The fire extinguishing mold manufactured using the above-described method of manufacturing a fire extinguishing mold for extinguishing forest fires in step S40 or S50 releases the fire extinguishing agent by explosion and expansion in the temperature range of 70 ℃ to 250 ℃, and also generates nitrogen gas to extinguish the forest fire. Digestion is possible.

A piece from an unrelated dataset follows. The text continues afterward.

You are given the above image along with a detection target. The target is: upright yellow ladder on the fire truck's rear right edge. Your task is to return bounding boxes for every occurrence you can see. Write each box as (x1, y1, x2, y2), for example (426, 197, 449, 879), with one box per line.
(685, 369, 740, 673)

Since the embodiments described in this specification and the configurations shown in the drawings are only one of the most preferred embodiments of the present invention and do not represent the entire technical idea of the present invention, various equivalents can be substituted for them at the time of filing the present application. It should be understood that there may be variations.

Claims (6)

Step S10 of separating and obtaining a fire extinguishing agent based on ammonium phosphate from a spent fire extinguisher;
Step S20 of obtaining a fire extinguishing agent mixture by adding an explosive agent, an expanding agent, a gas diffusion agent, a fire extinguishing aid, a ignition retardant, a viscosity agent, and a molding agent to the fire extinguishing agent;
Step S30 of putting the fire extinguishing agent mixture into a molding machine, performing high pressure molding, and demolding the molded body for fire extinguishing; and
Including a step S40 of drying the extinguishing molded body at a constant temperature,
The fire extinguishing molded body functions to extinguish a forest fire by generating nitrogen gas and carbon dioxide along with scattering of the fire extinguishing agent by an instantaneous explosion in the temperature range of 70°C to 250°C upon contact with flame,
The S40 step is
Molding a fire extinguishing molded body, characterized in that high pressure molding of the fire extinguishing agent mixture in the range of 5 to 20 tons / cm2 through the molding machine,
After step S40,
A method of manufacturing a fire extinguishing molded body for extinguishing a forest fire, further comprising step S50 of coating the surface of the fire extinguishing molded body with a silicone resin to a thickness of 100 to 500㎛.
According to paragraph 1,
The ammonium phosphate is
A method of producing a digested molded body, characterized in that it is composed of any one or a mixture of two or more of ammonium monophosphate, ammonium diphosphate, and ammonium triphosphate.
According to paragraph 1,
The fire extinguishing agent mixture is
About 100 parts by weight of fire extinguishing agent
10 to 15 parts by weight of an explosive agent consisting of any one or a mixture of two or more of nitroguanidine, guanidine nitrate, and tetramethylethylenediamine,
2 to 11 parts by weight of a gas diffuser consisting of sodium azide,
5 to 10 parts by weight of a swelling agent consisting of ammonium carbonate,
5 to 10 parts by weight of a digestive aid consisting of sodium bicarbonate,
3 to 5 parts by weight of a fire retardant consisting of zinc oxide,
1 to 2 parts by weight of a viscous agent consisting of azodicarbonamide,
A method for manufacturing a digested molded body, characterized in that it is made by mixing 0.5 to 2 parts by weight of a molding agent made of Na-bentonite.
delete delete A fire extinguishing molding manufactured using the method for manufacturing a fire extinguishing molding for forest fire extinguishing according to any one of claims 1 to 3.